OPINIONFinancing

Better restaurants yield better sales, or is it the other way around?

The Bottom Line: Data from Hardee’s franchise disclosure document reveals that restaurants with speedier drive-thrus and better online reviews generate stronger sales.
Hardee's drive-thru
A Hardee's drive-thru in South Carolina. The chain's top restaurants have faster drive-thrus. | Photo: Shutterstock.

Running restaurants with speedier drive-thrus that get better ratings from consumers ultimately generate better results.

This is obvious to any industry executive, at least any decent industry executive. But it’s particularly important these days as brands search high and low for that elusive restaurant traffic. 

Companies are better off when they ensure their restaurants are run well from the get-go. 

For this, we go to an unlikely source: Hardee’s, the chain being sued by one of its largest franchisees over a termination effort because said franchisee refuses to accept digital orders or stay open past 2 p.m. That’s the same Hardee’s that generates among the lowest average unit volumes in its competitive set.

But its franchise disclosure document is an effective argument in favor of better operations. It includes data comparing restaurants by unit volumes and their respective drive-thru times during all dayparts, their average ratings on Google and their net sentiment scores—meaning the difference between positive and negative comments. 

Here are the numbers: 

The top-grossing restaurants have faster drive-thrus that operate six seconds faster than average, and 17 seconds faster on average than the bottom-third restaurants—even though they generate twice the unit volumes and are therefore busier. 

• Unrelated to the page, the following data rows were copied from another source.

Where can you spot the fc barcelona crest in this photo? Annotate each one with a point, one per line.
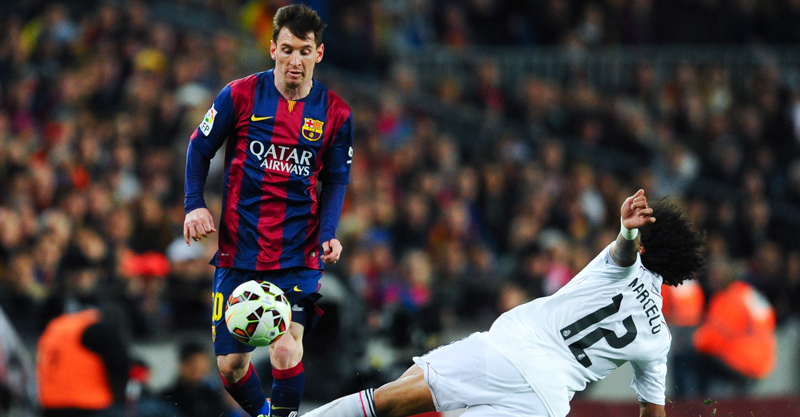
(312, 129)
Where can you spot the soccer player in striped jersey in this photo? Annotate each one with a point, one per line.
(537, 355)
(285, 131)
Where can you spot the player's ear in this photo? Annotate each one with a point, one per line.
(320, 52)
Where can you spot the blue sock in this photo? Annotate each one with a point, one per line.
(287, 390)
(248, 393)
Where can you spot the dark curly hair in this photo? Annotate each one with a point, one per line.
(300, 20)
(672, 247)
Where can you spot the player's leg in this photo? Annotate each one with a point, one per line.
(286, 356)
(300, 286)
(406, 396)
(242, 383)
(233, 357)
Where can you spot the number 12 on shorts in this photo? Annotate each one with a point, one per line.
(578, 347)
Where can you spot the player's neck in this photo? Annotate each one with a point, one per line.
(295, 94)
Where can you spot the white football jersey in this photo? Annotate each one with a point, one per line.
(607, 315)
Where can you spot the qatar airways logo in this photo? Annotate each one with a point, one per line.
(284, 159)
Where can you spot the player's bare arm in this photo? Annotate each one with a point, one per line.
(651, 410)
(199, 223)
(634, 214)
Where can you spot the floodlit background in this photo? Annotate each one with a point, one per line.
(494, 142)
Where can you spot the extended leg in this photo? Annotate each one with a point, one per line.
(286, 355)
(406, 396)
(242, 383)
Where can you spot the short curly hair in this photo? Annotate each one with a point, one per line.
(672, 246)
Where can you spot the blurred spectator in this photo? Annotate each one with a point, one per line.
(735, 343)
(82, 366)
(195, 393)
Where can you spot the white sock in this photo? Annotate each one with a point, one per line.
(360, 404)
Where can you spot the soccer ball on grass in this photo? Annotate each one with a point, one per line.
(258, 313)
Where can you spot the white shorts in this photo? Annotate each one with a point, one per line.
(470, 373)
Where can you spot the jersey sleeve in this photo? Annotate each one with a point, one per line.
(650, 379)
(216, 125)
(611, 265)
(338, 158)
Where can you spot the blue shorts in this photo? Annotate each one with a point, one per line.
(299, 284)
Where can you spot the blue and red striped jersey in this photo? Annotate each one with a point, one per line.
(277, 149)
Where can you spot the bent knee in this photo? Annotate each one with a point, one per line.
(286, 354)
(233, 367)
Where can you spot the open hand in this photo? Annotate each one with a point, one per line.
(635, 212)
(332, 249)
(198, 224)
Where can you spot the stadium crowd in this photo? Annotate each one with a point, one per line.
(97, 104)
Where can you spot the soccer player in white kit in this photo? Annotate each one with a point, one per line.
(536, 356)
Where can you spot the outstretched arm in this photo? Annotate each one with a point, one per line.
(634, 214)
(651, 410)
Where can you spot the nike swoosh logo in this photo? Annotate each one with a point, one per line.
(254, 118)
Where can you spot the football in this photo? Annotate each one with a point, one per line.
(258, 313)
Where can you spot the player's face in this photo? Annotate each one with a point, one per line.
(295, 58)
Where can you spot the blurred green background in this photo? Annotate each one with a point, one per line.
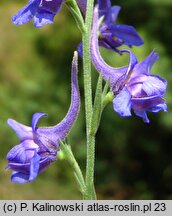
(133, 159)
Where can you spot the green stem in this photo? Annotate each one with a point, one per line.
(89, 193)
(76, 14)
(66, 149)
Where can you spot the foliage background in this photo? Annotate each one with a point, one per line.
(133, 159)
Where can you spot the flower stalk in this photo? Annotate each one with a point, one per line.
(90, 192)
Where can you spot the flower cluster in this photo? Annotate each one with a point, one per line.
(132, 85)
(39, 146)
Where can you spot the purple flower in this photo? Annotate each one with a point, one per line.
(113, 35)
(82, 5)
(42, 11)
(39, 146)
(133, 85)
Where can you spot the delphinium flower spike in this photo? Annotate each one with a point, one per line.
(39, 146)
(114, 35)
(82, 5)
(42, 11)
(133, 86)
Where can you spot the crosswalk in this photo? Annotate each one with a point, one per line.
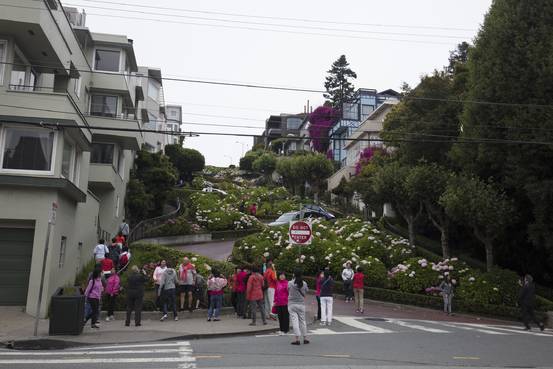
(346, 325)
(174, 355)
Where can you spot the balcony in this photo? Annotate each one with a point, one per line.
(102, 177)
(114, 130)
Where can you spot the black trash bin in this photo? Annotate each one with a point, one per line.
(66, 313)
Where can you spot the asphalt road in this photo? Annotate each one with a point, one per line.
(351, 342)
(219, 250)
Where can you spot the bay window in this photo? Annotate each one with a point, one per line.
(27, 149)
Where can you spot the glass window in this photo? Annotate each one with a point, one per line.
(28, 149)
(67, 160)
(293, 123)
(103, 105)
(102, 153)
(107, 60)
(3, 47)
(153, 90)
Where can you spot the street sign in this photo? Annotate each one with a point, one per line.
(300, 233)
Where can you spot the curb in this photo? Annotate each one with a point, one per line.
(58, 344)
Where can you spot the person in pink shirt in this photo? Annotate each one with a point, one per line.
(281, 303)
(241, 292)
(113, 285)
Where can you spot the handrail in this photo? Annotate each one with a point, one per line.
(140, 229)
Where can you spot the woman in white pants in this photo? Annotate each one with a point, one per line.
(326, 298)
(297, 288)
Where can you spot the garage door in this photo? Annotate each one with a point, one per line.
(16, 249)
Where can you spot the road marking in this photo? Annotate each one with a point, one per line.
(486, 331)
(508, 330)
(416, 326)
(352, 322)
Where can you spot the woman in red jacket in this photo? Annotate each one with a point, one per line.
(281, 303)
(254, 294)
(358, 290)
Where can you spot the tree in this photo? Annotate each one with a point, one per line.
(265, 164)
(339, 88)
(187, 161)
(429, 182)
(511, 65)
(390, 183)
(480, 205)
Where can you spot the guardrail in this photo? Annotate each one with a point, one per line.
(144, 226)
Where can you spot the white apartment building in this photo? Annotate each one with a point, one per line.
(65, 95)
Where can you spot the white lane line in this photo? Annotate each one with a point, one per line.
(416, 326)
(486, 331)
(84, 353)
(352, 322)
(520, 331)
(150, 345)
(101, 360)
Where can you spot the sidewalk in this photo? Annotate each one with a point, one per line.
(17, 326)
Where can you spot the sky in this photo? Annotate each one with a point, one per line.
(386, 43)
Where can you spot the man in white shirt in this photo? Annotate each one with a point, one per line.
(100, 251)
(158, 275)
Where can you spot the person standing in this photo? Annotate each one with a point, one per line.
(187, 281)
(135, 295)
(281, 303)
(158, 273)
(318, 280)
(446, 290)
(166, 291)
(526, 302)
(241, 293)
(347, 277)
(124, 229)
(215, 285)
(93, 293)
(327, 300)
(100, 251)
(254, 295)
(297, 289)
(270, 281)
(113, 287)
(359, 289)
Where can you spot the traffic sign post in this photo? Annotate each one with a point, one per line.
(300, 233)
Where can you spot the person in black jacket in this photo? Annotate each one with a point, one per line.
(526, 302)
(135, 295)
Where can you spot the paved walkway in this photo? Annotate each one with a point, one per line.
(218, 250)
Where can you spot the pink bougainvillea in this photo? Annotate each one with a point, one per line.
(321, 120)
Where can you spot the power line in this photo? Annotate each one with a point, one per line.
(326, 21)
(272, 24)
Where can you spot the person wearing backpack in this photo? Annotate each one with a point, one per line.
(254, 294)
(93, 293)
(113, 286)
(167, 294)
(327, 299)
(297, 289)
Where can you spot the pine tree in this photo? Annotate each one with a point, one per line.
(338, 85)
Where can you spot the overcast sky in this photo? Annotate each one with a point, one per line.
(387, 42)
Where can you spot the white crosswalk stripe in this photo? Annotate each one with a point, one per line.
(178, 354)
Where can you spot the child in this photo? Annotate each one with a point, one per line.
(112, 290)
(358, 289)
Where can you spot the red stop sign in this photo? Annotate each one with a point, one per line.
(300, 232)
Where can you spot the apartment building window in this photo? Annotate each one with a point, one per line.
(3, 52)
(27, 149)
(103, 105)
(102, 153)
(63, 248)
(107, 60)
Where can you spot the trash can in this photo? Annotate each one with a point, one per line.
(66, 313)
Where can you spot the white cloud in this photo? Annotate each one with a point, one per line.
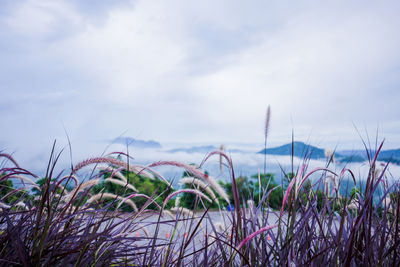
(198, 72)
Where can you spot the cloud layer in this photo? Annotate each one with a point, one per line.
(196, 71)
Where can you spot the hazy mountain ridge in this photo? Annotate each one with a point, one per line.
(137, 143)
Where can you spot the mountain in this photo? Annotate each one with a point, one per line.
(300, 150)
(136, 142)
(195, 149)
(392, 155)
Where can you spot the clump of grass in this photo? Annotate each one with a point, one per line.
(65, 225)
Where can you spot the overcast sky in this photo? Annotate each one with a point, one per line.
(197, 71)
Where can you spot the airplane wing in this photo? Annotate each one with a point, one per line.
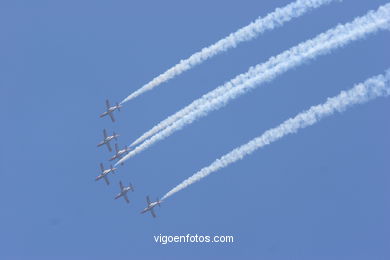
(109, 147)
(126, 198)
(112, 116)
(152, 211)
(106, 179)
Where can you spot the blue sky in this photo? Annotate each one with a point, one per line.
(320, 194)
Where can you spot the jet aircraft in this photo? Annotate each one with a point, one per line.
(124, 191)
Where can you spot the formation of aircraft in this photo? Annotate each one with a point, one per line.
(109, 110)
(124, 191)
(108, 139)
(104, 173)
(118, 155)
(151, 206)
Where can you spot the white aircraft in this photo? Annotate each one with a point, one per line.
(120, 153)
(105, 173)
(124, 191)
(110, 110)
(107, 139)
(151, 205)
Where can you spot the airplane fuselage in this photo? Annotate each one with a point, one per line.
(101, 175)
(119, 154)
(107, 140)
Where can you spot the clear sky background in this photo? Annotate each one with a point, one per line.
(320, 194)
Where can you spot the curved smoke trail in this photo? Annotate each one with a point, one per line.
(275, 19)
(372, 88)
(320, 45)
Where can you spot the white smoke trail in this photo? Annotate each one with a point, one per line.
(322, 44)
(275, 19)
(372, 88)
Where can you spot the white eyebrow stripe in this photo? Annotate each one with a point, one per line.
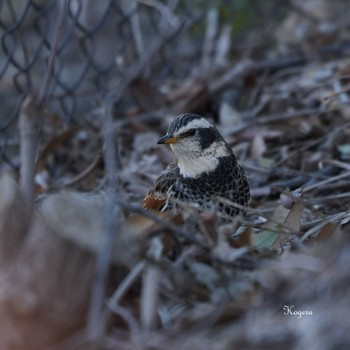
(195, 124)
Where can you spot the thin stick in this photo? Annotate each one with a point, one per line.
(29, 131)
(97, 316)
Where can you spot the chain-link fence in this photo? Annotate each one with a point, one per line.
(73, 54)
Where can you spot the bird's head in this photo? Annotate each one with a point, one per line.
(196, 143)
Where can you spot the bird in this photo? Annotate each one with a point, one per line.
(204, 171)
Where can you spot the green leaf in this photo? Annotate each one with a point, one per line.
(265, 240)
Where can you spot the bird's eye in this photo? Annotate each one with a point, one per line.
(190, 132)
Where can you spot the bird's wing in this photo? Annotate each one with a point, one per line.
(157, 196)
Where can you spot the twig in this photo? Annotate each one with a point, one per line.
(125, 285)
(324, 182)
(96, 317)
(150, 297)
(29, 131)
(209, 40)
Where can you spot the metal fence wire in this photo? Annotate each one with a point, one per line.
(71, 53)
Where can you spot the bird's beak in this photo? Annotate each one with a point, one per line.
(168, 139)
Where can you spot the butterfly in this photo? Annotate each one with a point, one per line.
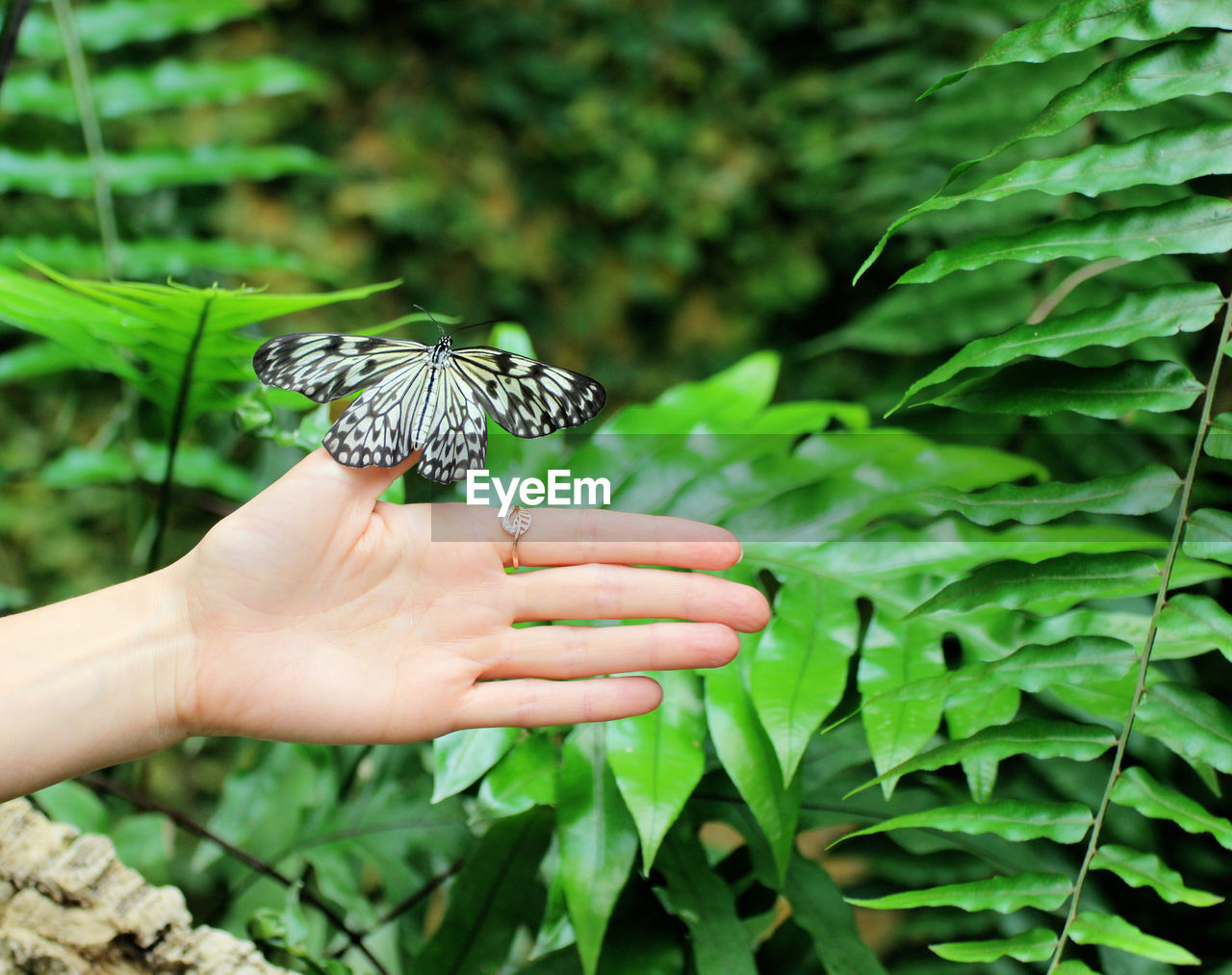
(425, 398)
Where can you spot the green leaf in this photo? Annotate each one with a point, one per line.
(1014, 820)
(489, 899)
(706, 904)
(1048, 585)
(1147, 870)
(1193, 724)
(598, 838)
(1040, 387)
(818, 908)
(749, 758)
(1003, 894)
(1034, 737)
(800, 670)
(656, 758)
(1078, 25)
(1114, 932)
(1219, 438)
(1209, 535)
(1028, 945)
(71, 176)
(1165, 311)
(1136, 787)
(462, 757)
(1194, 224)
(1140, 492)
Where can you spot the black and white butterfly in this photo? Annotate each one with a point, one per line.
(425, 398)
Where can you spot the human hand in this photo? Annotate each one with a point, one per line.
(318, 613)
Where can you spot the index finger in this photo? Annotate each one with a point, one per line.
(572, 536)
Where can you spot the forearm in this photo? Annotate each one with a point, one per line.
(89, 681)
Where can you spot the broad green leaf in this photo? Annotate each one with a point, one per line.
(749, 759)
(818, 908)
(598, 839)
(1219, 438)
(1138, 789)
(463, 756)
(1141, 492)
(1116, 932)
(167, 84)
(1034, 737)
(1209, 535)
(1168, 158)
(1078, 25)
(706, 904)
(491, 897)
(1193, 724)
(1051, 584)
(1040, 387)
(894, 654)
(1003, 894)
(1011, 818)
(71, 176)
(800, 670)
(1147, 870)
(1138, 316)
(656, 758)
(1028, 945)
(524, 778)
(1194, 224)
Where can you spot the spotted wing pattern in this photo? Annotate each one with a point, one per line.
(527, 398)
(325, 368)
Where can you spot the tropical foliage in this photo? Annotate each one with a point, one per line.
(986, 728)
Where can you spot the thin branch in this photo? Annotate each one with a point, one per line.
(1187, 487)
(172, 440)
(92, 135)
(13, 20)
(190, 825)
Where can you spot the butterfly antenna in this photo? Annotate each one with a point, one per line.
(430, 316)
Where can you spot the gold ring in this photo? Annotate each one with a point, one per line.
(516, 522)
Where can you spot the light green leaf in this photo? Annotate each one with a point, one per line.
(463, 756)
(1209, 535)
(1011, 818)
(1003, 894)
(1136, 787)
(598, 839)
(800, 670)
(1141, 492)
(1146, 869)
(656, 758)
(1040, 387)
(1078, 25)
(1035, 737)
(1028, 945)
(1194, 224)
(1114, 932)
(1193, 724)
(1165, 311)
(749, 758)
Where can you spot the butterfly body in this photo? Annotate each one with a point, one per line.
(425, 398)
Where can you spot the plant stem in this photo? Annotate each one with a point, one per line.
(1187, 487)
(172, 438)
(13, 17)
(92, 135)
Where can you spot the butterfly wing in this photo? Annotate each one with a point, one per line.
(324, 366)
(527, 398)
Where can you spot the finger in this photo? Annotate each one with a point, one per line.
(571, 536)
(566, 653)
(623, 593)
(537, 703)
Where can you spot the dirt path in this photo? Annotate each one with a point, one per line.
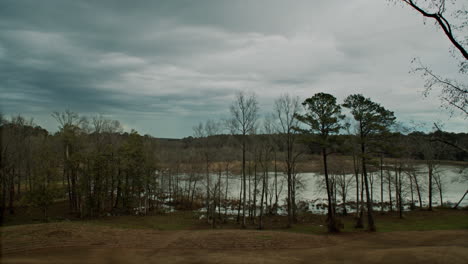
(72, 243)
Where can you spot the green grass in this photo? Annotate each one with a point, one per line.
(171, 221)
(439, 219)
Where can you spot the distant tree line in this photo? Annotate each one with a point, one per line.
(99, 169)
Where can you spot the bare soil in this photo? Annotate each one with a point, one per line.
(85, 243)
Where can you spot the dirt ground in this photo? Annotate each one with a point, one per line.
(84, 243)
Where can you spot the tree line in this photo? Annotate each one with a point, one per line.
(99, 169)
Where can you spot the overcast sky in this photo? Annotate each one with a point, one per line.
(161, 67)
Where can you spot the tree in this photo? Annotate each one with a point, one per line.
(454, 95)
(286, 109)
(244, 112)
(373, 120)
(323, 116)
(203, 132)
(436, 10)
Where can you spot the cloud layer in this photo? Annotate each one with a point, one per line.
(162, 67)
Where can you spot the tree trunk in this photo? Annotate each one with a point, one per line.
(332, 227)
(381, 183)
(370, 218)
(430, 186)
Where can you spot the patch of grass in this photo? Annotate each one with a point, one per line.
(439, 219)
(170, 221)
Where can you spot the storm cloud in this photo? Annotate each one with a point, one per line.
(163, 66)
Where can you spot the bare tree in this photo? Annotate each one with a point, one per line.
(286, 109)
(244, 112)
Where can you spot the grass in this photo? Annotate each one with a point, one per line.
(181, 220)
(439, 219)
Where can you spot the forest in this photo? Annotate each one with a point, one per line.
(242, 168)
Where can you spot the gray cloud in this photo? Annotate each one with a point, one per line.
(163, 66)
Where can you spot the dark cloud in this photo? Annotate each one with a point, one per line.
(163, 66)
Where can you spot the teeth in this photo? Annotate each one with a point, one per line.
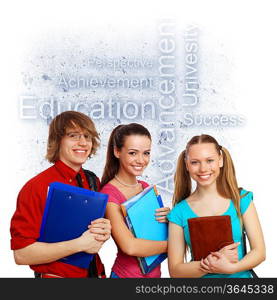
(204, 176)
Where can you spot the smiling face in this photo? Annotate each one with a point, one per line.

That faster drive-thru is also evident all day long. Hardee’s data shows that the top restaurants are faster in the drive-thru at breakfast, lunch and dinner. And that gap widens as the day goes on.

At lunch, for instance, the top-grossing restaurants are 11 seconds faster than average. At dinner they are 17 seconds faster. 

Hardee’s is busiest in the morning and, as we wrote about earlier this week, some operators focus the most on that daypart. But the data show that the higher-revenue restaurants run better during the rest of the day.

And those restaurants generate higher service scores. 

The top-grossing restaurants have average Google ratings that are 3.2% better than average, and 6.2% better than the bottom third. 

Maybe more instructive are the sentiment scores for the highest grossing restaurants, which are 21% higher than average and 51% higher than the bottom third. 

All this has led to sales growth. The highest-grossing restaurants on average grew revenue by 5.3% last year. The system average was a 3.4% increase. The lowest-grossing restaurants grew sales by just 0.3%. 

To be sure, there is a question of causality. A higher-grossing restaurant gets more customers, and the teams get more practice dealing with busier periods, which means they’re simply better prepared to deal with whatever comes during the course of the day. 

But they also have the finances to invest in people and technology that can further improve operations. 

Lower-grossing restaurants, on the other hand, may feel forced to cut costs that hurts operations and therefore makes it more difficult for them to provide speedier service in the drive-thru or serve customers the way they want to be served. 

In the Paradigm lawsuit, the franchisee highlighted the sales increase that followed its decision to cut hours and devote more resources to the morning hours. In short, by improving service, the operator generated sales growth. 

Franchisees can therefore help themselves with improved training and investments in people. But it also helps when brands are performing well enough that operators can generate the sales that can enable them to make these investments.